According to documents in the Hagley Library in Wilmington, DE, the U.S. Navy used UNIVAC computers for NIKE intercept missile guidance systems and for communications during Apollo space missions. Design and manufacture of fast, powerful computers for the defense industry continued through a 1979 name change to Sperry Corporation.
Protests against defense contractors became common in the early 1980s. On October 1st, 1983, those protests came here when a couple dozen women set up a peace camp on the west end of Sperry property.
Eventually, the anti-war activists were forced to move their camp off Sperry property and onto adjacent Minnesota Department of Transportation land along Gannon Road.
More than 80 people were arrested as the well-publicized protests continued for exactly a year. The tents, picket lines and signs all came down on September 30, 1984, but not without a final flurry of activity.
In 1986, about the time of the 30th anniversary of the Shepard Road plant’s opening, Sperry Corporation merged with Pennsylvania-based Burroughs Corporation (which led to one of the early MBA-invented, nonsensical company names-Unisys.) It may not have been apparent at the time, but the merger also continued the decline in importance of the 2751 Shepard facility as employees and products lines were shifted to other Unisys plants.
Unisys sold much of its defense business, including this campus, to Loral Defense Systems in 1995. The change in ownership gave short-lived hope to workers but Loral’s July 1995 plant closing announcement quickly ended the optimism and the facility’s 40 year involvement in the defense industry. One hundred seventy production workers were laid off and between 75 and 100 non-production employees were transferred to a Loral plant in Eagan.
The large building sat without a main tenant for a couple of years before it was renovated into office space, which was gobbled up by several U.S. Bancorp departments. Officially known as the U.S. Bank RiverBank Business Center, the corporate campus housed human resources, IT, credit and product management employees from 1998 until late 2010. At the end of the U.S. Bank lease the 1,600 RiverBank Center employees were gradually relocated to a newer building in Richfield.

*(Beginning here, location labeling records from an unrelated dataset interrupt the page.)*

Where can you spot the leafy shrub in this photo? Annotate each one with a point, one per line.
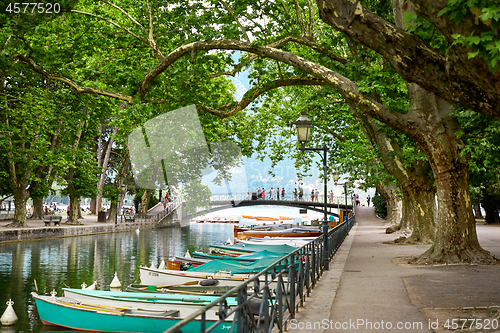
(380, 206)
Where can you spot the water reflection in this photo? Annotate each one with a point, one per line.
(68, 262)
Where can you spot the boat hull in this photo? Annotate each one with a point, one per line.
(185, 304)
(282, 233)
(159, 277)
(53, 311)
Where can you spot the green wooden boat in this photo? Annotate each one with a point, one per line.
(65, 312)
(197, 289)
(239, 249)
(185, 304)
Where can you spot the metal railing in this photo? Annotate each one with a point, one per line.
(269, 300)
(288, 197)
(158, 217)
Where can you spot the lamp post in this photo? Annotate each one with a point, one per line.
(122, 188)
(335, 176)
(303, 125)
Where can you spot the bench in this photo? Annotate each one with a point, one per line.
(129, 218)
(53, 218)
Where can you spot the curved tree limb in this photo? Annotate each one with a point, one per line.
(113, 23)
(126, 14)
(345, 86)
(255, 92)
(72, 84)
(299, 40)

Despite the best efforts of the City of Saint Paul and the building’s owner, a new tenant could not be found.
At the time of my ride, preparations for demolition were underway. As I write this in February, the 320,000 square foot building is virtually gone and site cleanup is underway. While no redevelopment plan for the old Sperry-UNIVAC site has been unveiled, luxury housing may be built.
I can’t think of a better reason to take a day off than for a bike ride on a sunny, unseasonably warm Thursday in October. I freely admit that I’m a ‘fair weather biker’ and I make no apologies for it. I find little pleasure in riding when the temperature descends below the mid-50s. As a result, my riding season can be over with one sharp cold front. As it turned out, this was my last ride for 2013.